Fifty-three years after Neil Armstrong became the first human to walk on the moon, NASA is gearing up to launch the Artemis I Moon Mission at the end of August, which will pen the next chapter in the history of human civilization.
The world’s leading space agency announced on July 20 that it would launch the Artemis I mission by the end of August to enable further exploration of the Moon. The launch will kick off NASA’s Artemis Mission Program, which aims to put humans on the Moon.
The agency aims to land the first woman on the Moon in 2025, setting the scene for NASA’s upcoming major milestones which includes sending astronauts to Mars.

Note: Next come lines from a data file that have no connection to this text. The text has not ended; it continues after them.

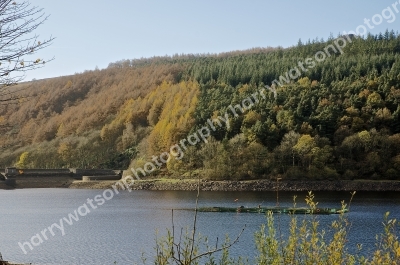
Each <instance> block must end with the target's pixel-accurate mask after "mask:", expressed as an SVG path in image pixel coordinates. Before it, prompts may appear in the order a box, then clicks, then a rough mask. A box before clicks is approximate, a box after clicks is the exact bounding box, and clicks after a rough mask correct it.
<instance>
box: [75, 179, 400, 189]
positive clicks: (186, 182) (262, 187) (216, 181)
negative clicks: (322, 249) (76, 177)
mask: <svg viewBox="0 0 400 265" xmlns="http://www.w3.org/2000/svg"><path fill="white" fill-rule="evenodd" d="M197 183H198V180H197V179H182V180H181V179H152V180H138V181H135V183H134V185H132V187H131V189H132V190H153V191H157V190H159V191H167V190H174V191H195V190H197ZM113 184H115V181H90V182H83V181H74V182H73V183H72V184H71V185H70V186H69V188H72V189H108V188H111V186H112V185H113ZM200 190H201V191H277V190H279V191H350V192H351V191H380V192H384V191H400V181H395V180H382V181H378V180H326V181H307V180H280V181H279V182H278V183H277V182H276V181H273V180H272V181H271V180H265V179H261V180H245V181H228V180H222V181H210V180H200Z"/></svg>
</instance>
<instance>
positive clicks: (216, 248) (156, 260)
mask: <svg viewBox="0 0 400 265" xmlns="http://www.w3.org/2000/svg"><path fill="white" fill-rule="evenodd" d="M199 195H200V179H199V180H198V183H197V196H196V207H195V213H194V220H193V229H192V231H191V232H189V231H188V230H187V229H186V231H185V232H183V229H181V231H180V235H179V239H178V240H177V241H176V237H175V226H174V221H173V220H174V219H173V210H172V232H171V230H167V236H166V237H163V238H161V239H157V240H156V258H155V264H156V265H167V264H176V265H197V264H206V265H214V264H217V263H216V258H215V256H214V254H215V253H217V252H222V255H221V257H220V260H219V262H218V264H244V263H243V261H242V259H241V258H239V260H237V261H235V260H234V259H233V258H230V257H229V248H231V247H232V246H233V245H234V244H236V243H237V242H238V241H239V238H240V236H241V235H242V233H243V231H244V229H245V227H246V226H244V227H243V229H242V230H241V232H240V233H239V234H238V236H237V237H236V238H235V239H234V240H233V241H232V242H230V241H229V238H228V237H227V238H226V239H225V242H224V243H223V244H221V245H219V244H218V238H217V240H216V244H215V246H214V247H213V246H210V245H209V244H208V238H207V237H203V236H202V235H200V234H198V235H197V234H196V231H197V215H198V200H199ZM201 247H202V248H201ZM202 249H205V250H204V251H201V250H202Z"/></svg>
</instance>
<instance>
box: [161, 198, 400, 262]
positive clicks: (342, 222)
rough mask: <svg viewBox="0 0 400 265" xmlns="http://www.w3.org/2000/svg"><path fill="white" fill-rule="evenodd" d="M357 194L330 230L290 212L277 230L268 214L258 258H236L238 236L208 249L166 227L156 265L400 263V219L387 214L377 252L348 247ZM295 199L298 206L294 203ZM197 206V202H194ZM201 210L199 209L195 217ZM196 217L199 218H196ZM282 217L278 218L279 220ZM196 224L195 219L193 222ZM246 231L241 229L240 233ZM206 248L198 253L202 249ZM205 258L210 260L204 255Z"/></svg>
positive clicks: (262, 234)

The Artemis stack, which consists of the Space Launch System (SLS) and the Orion spacecraft, is currently being maintained at Kennedy Space Center, according to NASA in a media teleconference on July 20.
The SLS stack can move to the pad after only a few tests are complete. The group anticipates it to occur as soon as August 18.
After numerous test attempts and delays, NASA’s Artemis 1 completed the wet dress rehearsal last month despite the leak issues. The agency reported that the problem with the hydrogen leak and the technical issue was also resolved.
The launch date of the first test flight is scheduled for August 29. The next two test flights will be conducted on September 2 and September 5, respectively.
All three departures will be uncrewed flights with only human models on board. The launch date, however, is still subject to change, depending upon Florida’s weather circumstances and issues arising before the rocket is off the ground.
If the Orion spacecraft’s journey to the Moon and back is successful, astronauts could board in 2023 and land on the Moon in 2025. On July 20, 1969, the Apollo 11 spacecraft delivered three astronauts to the Moon: Neil Armstrong, Buzz Aldrin, and Michael Collins marking a significant step forward in human space exploration.